Welcome to the Darija Open Dataset (DODa), an ambitious open-source project dedicated to the Moroccan dialect. With about 150,000 entries, DODa is arguably the largest open-source collaborative project for Darija <=> English translation built for Natural Language Processing purposes.

In fact, besides semantic categorization, DODa also adopts a syntactic one, presents words under different spellings, offers verb-to-noun and masculine-to-feminine correspondences, contains the conjugation of hundreds of verbs in different tenses, as well as more that 86,000 translated sentences.

Additionally, DODa takes into account the diversity of Darija spellings used in various contexts, making it a versatile resource for language enthusiasts and NLP practitioners. The dataset includes entries written in both Latin and Arabic alphabets, reflecting the linguistic variations and preferences found in different sources and applications.

Our primary goal is to establish DODa as the go-to reference for NLP in Darija. By providing a robust and diverse dataset, we aim to facilitate the development of NLP applications that can cater to the specific linguistic needs of the Moroccan community.

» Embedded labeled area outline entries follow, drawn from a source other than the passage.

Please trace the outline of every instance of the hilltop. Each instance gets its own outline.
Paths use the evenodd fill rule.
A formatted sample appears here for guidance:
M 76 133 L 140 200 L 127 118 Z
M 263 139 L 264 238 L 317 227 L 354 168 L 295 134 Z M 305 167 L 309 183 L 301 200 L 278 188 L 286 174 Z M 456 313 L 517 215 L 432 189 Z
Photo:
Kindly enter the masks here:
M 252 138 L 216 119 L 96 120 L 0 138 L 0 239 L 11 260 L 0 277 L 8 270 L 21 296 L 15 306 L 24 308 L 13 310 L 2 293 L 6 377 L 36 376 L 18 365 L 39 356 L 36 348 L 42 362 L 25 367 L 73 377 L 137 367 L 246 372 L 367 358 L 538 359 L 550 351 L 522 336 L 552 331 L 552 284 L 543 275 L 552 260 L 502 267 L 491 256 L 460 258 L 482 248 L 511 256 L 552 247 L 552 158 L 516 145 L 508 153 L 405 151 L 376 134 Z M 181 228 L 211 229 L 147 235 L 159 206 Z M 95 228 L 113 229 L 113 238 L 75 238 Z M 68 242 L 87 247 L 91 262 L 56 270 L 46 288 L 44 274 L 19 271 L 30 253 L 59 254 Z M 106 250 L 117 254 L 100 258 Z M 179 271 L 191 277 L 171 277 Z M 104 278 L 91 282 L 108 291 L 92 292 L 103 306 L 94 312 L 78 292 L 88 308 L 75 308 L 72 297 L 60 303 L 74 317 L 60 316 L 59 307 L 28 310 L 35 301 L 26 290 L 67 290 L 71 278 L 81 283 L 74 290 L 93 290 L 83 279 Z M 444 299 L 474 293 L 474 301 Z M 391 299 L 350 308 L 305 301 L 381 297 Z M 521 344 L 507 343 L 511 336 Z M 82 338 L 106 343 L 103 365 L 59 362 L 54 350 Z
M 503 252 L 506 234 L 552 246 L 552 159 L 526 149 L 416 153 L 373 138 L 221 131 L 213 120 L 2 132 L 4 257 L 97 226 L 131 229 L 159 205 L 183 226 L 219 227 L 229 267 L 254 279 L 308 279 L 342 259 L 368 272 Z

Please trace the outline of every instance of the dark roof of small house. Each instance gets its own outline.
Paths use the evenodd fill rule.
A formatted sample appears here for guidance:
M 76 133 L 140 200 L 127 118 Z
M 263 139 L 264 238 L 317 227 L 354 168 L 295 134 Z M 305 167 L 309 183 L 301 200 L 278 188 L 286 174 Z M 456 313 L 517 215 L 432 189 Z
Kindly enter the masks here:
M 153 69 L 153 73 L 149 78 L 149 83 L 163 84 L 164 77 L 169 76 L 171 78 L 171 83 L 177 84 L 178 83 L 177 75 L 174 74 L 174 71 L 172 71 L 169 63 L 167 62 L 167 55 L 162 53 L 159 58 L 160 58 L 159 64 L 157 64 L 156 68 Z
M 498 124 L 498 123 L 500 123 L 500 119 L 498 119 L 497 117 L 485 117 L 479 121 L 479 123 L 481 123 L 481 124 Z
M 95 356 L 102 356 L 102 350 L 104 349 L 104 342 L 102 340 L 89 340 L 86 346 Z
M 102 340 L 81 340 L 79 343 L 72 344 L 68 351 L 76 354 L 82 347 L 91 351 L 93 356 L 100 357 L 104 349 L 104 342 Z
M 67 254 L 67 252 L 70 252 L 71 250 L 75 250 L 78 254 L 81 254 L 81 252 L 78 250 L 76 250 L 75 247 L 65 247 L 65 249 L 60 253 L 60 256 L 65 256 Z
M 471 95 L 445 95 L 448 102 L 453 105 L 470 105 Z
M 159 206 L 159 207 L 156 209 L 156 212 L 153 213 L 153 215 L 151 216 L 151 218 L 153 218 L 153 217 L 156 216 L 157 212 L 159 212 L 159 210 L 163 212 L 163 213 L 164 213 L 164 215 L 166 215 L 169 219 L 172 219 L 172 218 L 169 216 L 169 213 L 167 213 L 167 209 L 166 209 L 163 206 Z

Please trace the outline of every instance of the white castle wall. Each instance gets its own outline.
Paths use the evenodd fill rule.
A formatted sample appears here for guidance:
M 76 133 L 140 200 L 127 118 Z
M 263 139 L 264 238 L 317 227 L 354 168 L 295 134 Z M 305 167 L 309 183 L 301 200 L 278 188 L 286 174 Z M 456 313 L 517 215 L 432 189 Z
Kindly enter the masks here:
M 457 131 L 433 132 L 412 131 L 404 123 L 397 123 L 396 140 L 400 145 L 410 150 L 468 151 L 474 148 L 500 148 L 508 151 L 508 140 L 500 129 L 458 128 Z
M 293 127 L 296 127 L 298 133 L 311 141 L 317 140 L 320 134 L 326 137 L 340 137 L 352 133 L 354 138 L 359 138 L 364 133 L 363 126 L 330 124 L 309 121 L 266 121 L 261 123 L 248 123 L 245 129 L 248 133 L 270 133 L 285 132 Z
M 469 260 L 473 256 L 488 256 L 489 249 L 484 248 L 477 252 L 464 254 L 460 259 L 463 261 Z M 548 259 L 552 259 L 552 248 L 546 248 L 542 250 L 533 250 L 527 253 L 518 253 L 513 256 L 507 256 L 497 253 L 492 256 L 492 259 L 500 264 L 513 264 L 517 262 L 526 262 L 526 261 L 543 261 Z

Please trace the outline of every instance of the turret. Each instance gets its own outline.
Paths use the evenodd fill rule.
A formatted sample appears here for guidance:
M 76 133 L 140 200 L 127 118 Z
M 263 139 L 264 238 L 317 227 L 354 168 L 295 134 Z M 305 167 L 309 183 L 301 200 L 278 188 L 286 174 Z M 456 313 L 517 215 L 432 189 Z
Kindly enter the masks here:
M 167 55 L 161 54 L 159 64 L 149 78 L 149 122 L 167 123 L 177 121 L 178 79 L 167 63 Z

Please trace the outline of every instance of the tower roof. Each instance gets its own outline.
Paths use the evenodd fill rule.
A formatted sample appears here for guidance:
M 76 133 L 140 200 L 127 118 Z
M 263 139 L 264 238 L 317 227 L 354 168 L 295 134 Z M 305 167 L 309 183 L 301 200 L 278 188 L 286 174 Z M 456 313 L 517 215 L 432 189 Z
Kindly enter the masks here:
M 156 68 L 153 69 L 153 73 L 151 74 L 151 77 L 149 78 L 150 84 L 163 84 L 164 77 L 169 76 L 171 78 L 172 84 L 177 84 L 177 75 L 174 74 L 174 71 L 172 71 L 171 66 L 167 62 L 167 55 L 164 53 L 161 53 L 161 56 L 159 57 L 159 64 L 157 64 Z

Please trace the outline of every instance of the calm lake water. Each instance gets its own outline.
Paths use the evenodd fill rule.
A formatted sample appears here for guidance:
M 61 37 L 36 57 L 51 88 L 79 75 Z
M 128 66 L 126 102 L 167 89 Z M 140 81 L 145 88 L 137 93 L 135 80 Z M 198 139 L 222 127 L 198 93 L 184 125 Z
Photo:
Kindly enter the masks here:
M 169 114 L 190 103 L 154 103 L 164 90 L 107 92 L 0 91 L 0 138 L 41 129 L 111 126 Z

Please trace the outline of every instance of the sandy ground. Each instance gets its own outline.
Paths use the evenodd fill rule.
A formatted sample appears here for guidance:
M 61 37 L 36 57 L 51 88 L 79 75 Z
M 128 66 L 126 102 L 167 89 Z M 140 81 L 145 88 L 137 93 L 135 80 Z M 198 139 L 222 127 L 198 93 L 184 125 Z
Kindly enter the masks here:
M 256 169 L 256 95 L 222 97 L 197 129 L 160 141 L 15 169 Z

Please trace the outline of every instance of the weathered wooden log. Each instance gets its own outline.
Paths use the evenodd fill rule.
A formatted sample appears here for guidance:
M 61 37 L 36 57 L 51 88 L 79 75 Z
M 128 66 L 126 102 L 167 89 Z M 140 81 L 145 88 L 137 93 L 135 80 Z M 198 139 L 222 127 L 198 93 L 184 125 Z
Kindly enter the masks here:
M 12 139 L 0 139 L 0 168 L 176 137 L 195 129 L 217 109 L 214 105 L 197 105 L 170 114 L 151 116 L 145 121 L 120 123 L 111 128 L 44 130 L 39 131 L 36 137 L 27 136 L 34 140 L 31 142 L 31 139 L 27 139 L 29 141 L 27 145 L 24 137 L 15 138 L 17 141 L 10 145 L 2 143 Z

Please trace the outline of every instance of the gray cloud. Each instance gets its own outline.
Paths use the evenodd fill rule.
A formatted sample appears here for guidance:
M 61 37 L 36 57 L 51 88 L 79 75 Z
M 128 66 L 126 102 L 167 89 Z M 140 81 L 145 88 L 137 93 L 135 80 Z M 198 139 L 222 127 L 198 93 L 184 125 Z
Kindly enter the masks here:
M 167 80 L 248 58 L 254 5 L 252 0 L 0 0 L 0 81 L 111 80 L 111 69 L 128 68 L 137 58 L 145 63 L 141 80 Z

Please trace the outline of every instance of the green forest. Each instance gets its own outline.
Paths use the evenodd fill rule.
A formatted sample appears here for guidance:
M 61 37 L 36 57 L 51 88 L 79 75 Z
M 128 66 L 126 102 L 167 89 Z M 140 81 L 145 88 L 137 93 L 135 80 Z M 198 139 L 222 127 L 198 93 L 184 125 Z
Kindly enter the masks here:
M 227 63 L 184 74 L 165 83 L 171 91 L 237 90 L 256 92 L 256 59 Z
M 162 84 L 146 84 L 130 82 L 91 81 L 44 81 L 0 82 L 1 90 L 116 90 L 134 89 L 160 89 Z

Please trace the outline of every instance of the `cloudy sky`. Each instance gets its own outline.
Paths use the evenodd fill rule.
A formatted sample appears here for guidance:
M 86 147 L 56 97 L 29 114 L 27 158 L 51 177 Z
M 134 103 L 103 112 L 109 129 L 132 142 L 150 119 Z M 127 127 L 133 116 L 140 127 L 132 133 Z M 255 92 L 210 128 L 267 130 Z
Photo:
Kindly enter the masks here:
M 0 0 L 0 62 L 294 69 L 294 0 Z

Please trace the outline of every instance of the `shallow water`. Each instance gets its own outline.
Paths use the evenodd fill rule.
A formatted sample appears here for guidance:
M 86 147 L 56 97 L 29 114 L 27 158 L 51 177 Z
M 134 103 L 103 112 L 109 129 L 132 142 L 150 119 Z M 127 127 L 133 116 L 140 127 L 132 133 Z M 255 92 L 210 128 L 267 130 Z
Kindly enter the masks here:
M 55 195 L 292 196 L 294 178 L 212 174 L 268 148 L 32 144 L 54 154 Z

While we have made significant progress in compiling and organizing the dataset, it's important to note that parts of the dataset are still either under review or in progress, especially in the sentences.csv file. We welcome contributions from the Moroccan IT community to help us refine and expand the dataset further, ensuring its accuracy and completeness. Together, we can build a powerful foundation for future NLP innovations tailored to Moroccan culture and language.


How to contribute

You're free to navigate straight to the AtlasIA interface and start your contributions 🔥🔥.

Otherwise, if you prefer using dev tools, we've made a detailed video for you on how to contribute

TL;DW (Too Long Didn't Watch):

  1. Go to Issues
  2. Choose one and comment to have it assigned to you
  3. Fork the Dataset Repository
  4. Translate and fix typos in the file corresponding to your assigned issue
  5. Open a Pull Request

Thank you for your contribution!!!

Guidelines / Recommendations

  1. 3ndk ح dir ح xD (shout-out to this guy 😆), often try to use:
darija 3 7 9 8 2 - 'a' - 'i' 5 - 'kh'
arabic ع ح ق ه همزة خ
  1. Try to use capitalization to differentiate between the following letters:
t T s S d D
ت ط س ص د ض
  1. Arabic characters with two-letters Latin equivalent:
Arabic alphabet ش غ خ
Latin alphabet ch gh kh
  1. Double characters to refer to the emphasis or "الشدة":
darija 7mam 7mmam
english pigeons bathroom
  1. We usually don't add "e" in the end of darija words : louz instead of louze

  2. We usually don't use "Z" or "th" for ظ ، ذ ، ث , because we generally don't use these letters in darija (except in northern Morocco, but for the sake of simplicity, we are focusing primarily on standard darija)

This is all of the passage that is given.